Les fleurs d'hiver
Octobre 1918. La guerre va s'achever. Jeanne vit seule à Paris, avec sa fille Léonie. Toussaint, son mari, est au Val de Grâce depuis des mois, soigné pour de graves blessures à la face. D'où cette terrible phrase qui tient Jeanne à distance, la laissant dans la frustration et le questionnement.
En ce mois d'octobre, Toussaint est jugé suffisamment consolidé et il surgit un soir à la porte de l'appartement "Si on le leur demandait, maintenant, à l'un et à l'autre, il est probable qu'ils ne sauraient pas. Ce qui s'est passé. Ce qu'ils ont pensé, ressenti, à ce moment-là".
L'homme qui revient n'est plus celui qui est parti. Le beau visage du Toussaint d'antan est barré d'un bandeau blanc qu'il ne quitte ni jour, ni nuit. Il ne parle plus, son corps n'habite plus l'espace de la même façon, il dort souvent, il ne s'aventure pas au-dehors, il est éteint. La petite Léonie n'arrive pas à faire le lien entre le portrait du soldat au mur, le père à qui elle parlait, et celui qui est là, si différent, si pesant.
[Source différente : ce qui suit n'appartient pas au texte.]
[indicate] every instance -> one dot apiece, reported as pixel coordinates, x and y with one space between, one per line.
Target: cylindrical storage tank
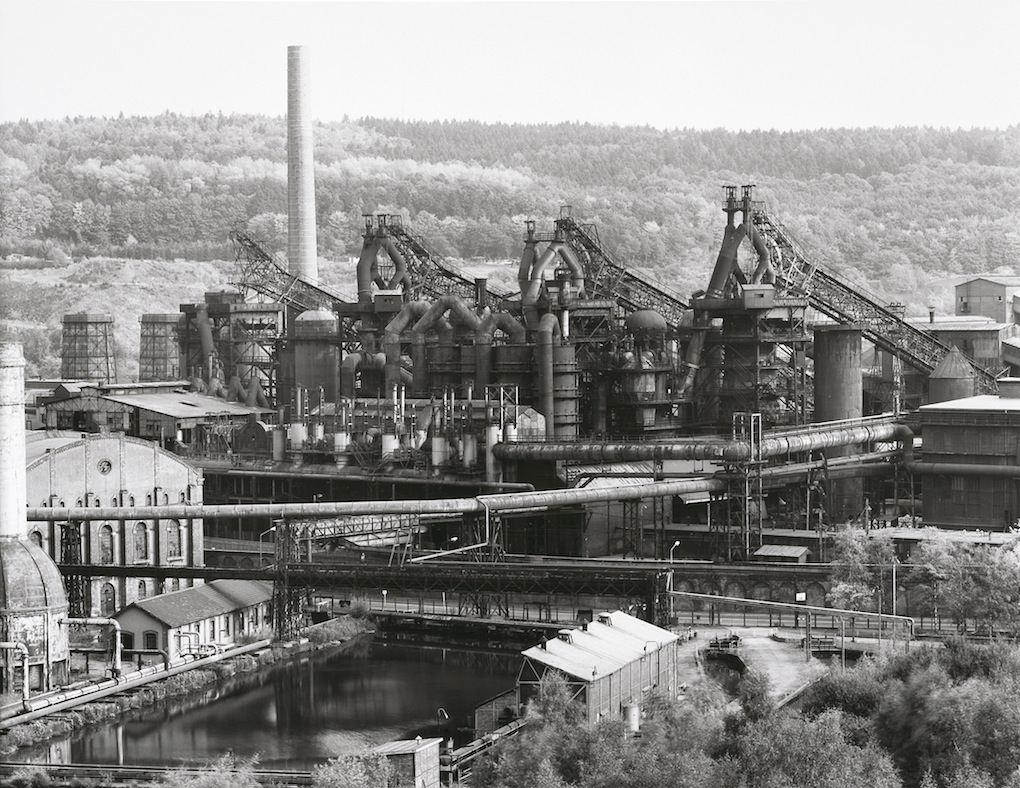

Dès les premières pages, je me suis sentie touchée et en empathie avec Jeanne, femme courageuse et obstinée, écrasée par ce qu'elle doit porter seule, dans des conditions misérables. Contrairement à bien d'autres, elle a récupéré son homme, mais pourront-ils se retrouver jamais ? Les blessures morales de Toussaint sont tout aussi graves que ses blessures physiques et son emmurement dans le silence et le repli exigeront de Jeanne des efforts démesurés.
Au delà du problème du retour d'hommes brisés, le roman explore les conditions de vie difficiles dans lesquelles ont dû survivre les femmes à l'arrière. Jeanne est fleuriste, elle travaille à domicile et doit souvent veiller une partie de la nuit pour assurer tout juste sa maigre subsistance et celle de Léonie. Les logements sont petits, vétustes, bruyants, froids, chacun s'en arrange comme il peut en dépit de la promiscuité. La fatigue pèse constamment, pourtant il faut tenir le coup.
"Il faudrait laisser fondre. Au creux de son chignon, les pensées viendraient se mettre en rond et, petit-à-petit, dociles, suinteraient comme une huile chaude au travers des cheveux, des plumes et de la vieille laine du matelas. Les pensées tournoyantes feraient enfin place au sommeil".
Heureusement, Jeanne a Sidonie pour voisine. Elles s'entraident, se donnent un coup de main pour les livraisons, s'accordant quelques maigres moments de détente quand elles le peuvent. Mais Sidonie a aussi sa dose de malheurs, menaçant de la submerger, au grand désarroi de Jeanne. Des sentiments mêlés vont durement la secouer.
C'est une histoire poignante, qui serre souvent la gorge et met en lumière les ravages exercés par la guerre sur toute une population, bien au-delà de sa fin. L'émotion est constante et l'on ne peut que souhaiter à Jeanne et à Toussaint de trouver un apaisement au fil du temps.
La description du travail de Jeanne, la main dans les couleurs et les matières des fleurs apportent une bouffée d'oxygène dans un récit marqué par les épreuves. L'écriture, à la fois simple et ciselée, rend étrangement belle cette histoire sombre.
"Elle pose les mains sur sa figure, aspire à travers ses doigts l'odeur humide du froid de Paris mêlée à la sienne. Elle se demande si toutes les femmes de combattants en sont là, aujourd'hui. A respirer leur peau en guettant un mari remplacé par un inconnu. Si son sort est particulier, pire que les autres. Ou bien si elle devrait s'estimer heureuse qu'il en soit revenu, Toussaint, même avec la figure invisible."